Protesters must overcome their fear, says Xie Wenfei, a 37-year-old from central China whose business card declares him a “Southern Street Movement activist” and proclaims: “If you see injustice and remain silent, you have sided with evil.”

He raised a sign calling for an end to “one-party dictatorship” in the provincial capital Guangzhou in September, earning himself a month in detention.

“Lots of friends called me to say if you pull out this banner then for sure you’ll be arrested,” he said. “But I had to do the right thing. I told them someone has to do this.

“First I wanted to tell my like-minded friends to break through the fear.

“Second I wanted to tell the Communist Party that the way they are doing things cannot last. They have lost their legitimacy in the eyes of the people and the law.”
The movement started in 2011 with monthly protests at a park, said Wang Aizhong, a closely involved 37-year-old businessman, and they organised mini-rallies perhaps dozens of times this year.

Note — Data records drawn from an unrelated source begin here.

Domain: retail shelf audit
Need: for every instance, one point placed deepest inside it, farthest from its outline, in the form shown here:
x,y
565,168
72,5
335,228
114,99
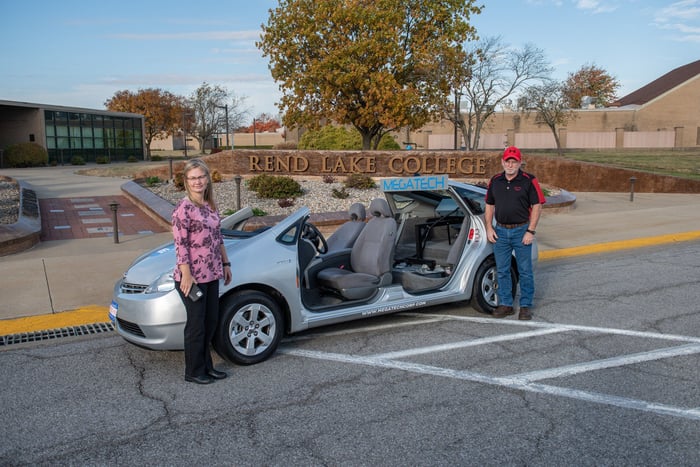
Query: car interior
x,y
412,239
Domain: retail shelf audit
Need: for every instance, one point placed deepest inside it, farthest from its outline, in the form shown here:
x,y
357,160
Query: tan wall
x,y
562,173
677,111
238,139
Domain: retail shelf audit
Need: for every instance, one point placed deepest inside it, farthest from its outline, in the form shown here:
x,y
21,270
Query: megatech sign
x,y
417,183
371,164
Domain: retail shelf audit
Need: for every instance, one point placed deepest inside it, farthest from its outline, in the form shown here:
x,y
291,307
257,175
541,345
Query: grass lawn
x,y
683,164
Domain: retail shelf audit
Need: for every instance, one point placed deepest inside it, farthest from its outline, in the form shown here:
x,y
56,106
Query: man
x,y
515,199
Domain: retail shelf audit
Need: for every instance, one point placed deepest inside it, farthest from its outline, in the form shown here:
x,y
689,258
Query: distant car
x,y
424,244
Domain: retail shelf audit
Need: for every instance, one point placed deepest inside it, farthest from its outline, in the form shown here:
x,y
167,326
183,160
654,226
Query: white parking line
x,y
522,381
464,344
605,363
571,327
598,398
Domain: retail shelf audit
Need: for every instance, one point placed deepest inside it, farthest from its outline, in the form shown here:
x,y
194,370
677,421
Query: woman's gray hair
x,y
208,191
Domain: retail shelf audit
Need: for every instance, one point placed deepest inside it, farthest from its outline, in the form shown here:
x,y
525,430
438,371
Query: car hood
x,y
160,260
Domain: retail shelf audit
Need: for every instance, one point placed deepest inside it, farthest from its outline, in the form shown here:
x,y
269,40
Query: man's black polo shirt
x,y
514,199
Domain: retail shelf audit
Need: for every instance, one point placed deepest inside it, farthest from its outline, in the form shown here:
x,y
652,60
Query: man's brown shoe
x,y
525,314
502,311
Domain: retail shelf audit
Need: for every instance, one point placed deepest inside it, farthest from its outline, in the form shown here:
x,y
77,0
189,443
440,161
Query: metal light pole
x,y
184,130
457,115
225,107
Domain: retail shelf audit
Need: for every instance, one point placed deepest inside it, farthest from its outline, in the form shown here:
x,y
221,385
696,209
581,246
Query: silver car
x,y
424,244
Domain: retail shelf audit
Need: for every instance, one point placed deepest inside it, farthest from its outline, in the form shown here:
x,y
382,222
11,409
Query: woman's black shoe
x,y
216,374
204,379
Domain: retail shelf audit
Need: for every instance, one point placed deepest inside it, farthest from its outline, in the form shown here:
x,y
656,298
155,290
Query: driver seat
x,y
371,257
345,236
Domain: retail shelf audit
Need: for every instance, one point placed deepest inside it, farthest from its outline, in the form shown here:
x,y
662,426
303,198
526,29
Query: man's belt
x,y
511,226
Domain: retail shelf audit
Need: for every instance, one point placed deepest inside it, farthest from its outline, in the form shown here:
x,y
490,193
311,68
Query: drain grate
x,y
72,331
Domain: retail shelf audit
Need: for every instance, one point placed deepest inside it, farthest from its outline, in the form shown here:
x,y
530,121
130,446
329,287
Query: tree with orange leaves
x,y
590,82
162,111
378,65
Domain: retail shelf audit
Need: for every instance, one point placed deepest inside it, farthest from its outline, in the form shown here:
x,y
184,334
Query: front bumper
x,y
156,321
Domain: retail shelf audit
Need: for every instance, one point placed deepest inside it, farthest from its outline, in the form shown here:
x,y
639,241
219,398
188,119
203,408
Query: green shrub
x,y
388,143
340,194
179,181
333,137
25,155
256,182
286,145
275,186
360,181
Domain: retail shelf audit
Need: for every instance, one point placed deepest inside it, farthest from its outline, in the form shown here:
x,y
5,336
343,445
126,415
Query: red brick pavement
x,y
92,217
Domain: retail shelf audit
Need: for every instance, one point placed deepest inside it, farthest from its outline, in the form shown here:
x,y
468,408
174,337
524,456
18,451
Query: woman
x,y
201,262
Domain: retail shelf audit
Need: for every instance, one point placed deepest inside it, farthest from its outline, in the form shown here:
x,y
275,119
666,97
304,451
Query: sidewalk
x,y
69,282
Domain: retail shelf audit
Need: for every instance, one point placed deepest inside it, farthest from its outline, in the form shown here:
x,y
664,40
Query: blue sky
x,y
79,53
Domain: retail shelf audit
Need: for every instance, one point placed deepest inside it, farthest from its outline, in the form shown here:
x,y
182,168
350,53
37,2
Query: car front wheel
x,y
484,295
250,328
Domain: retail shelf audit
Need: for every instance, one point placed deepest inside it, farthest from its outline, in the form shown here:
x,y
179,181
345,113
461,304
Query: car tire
x,y
250,328
484,293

Many have called for officials to reveal their assets, for detained activists to be released, and for an end to one-party rule.

“We see the Southern Street Movement as a resistance movement having no organisation, no leader and no formal programme,” Wang said, adding that they wanted to “inspire the rest of the country.”

“There is no one single or set demand, but a lot of the political demands are aimed at one goal, which is to end this dictatorship.”

The movement has mostly attracted the migrant workers who have flocked to Guangdong, a manufacturing powerhouse and China’s most prosperous province.

More people were drawn in following January protests supporting the liberal Guangzhou-based newspaper, Southern Weekly, after its New Year editorial was censored.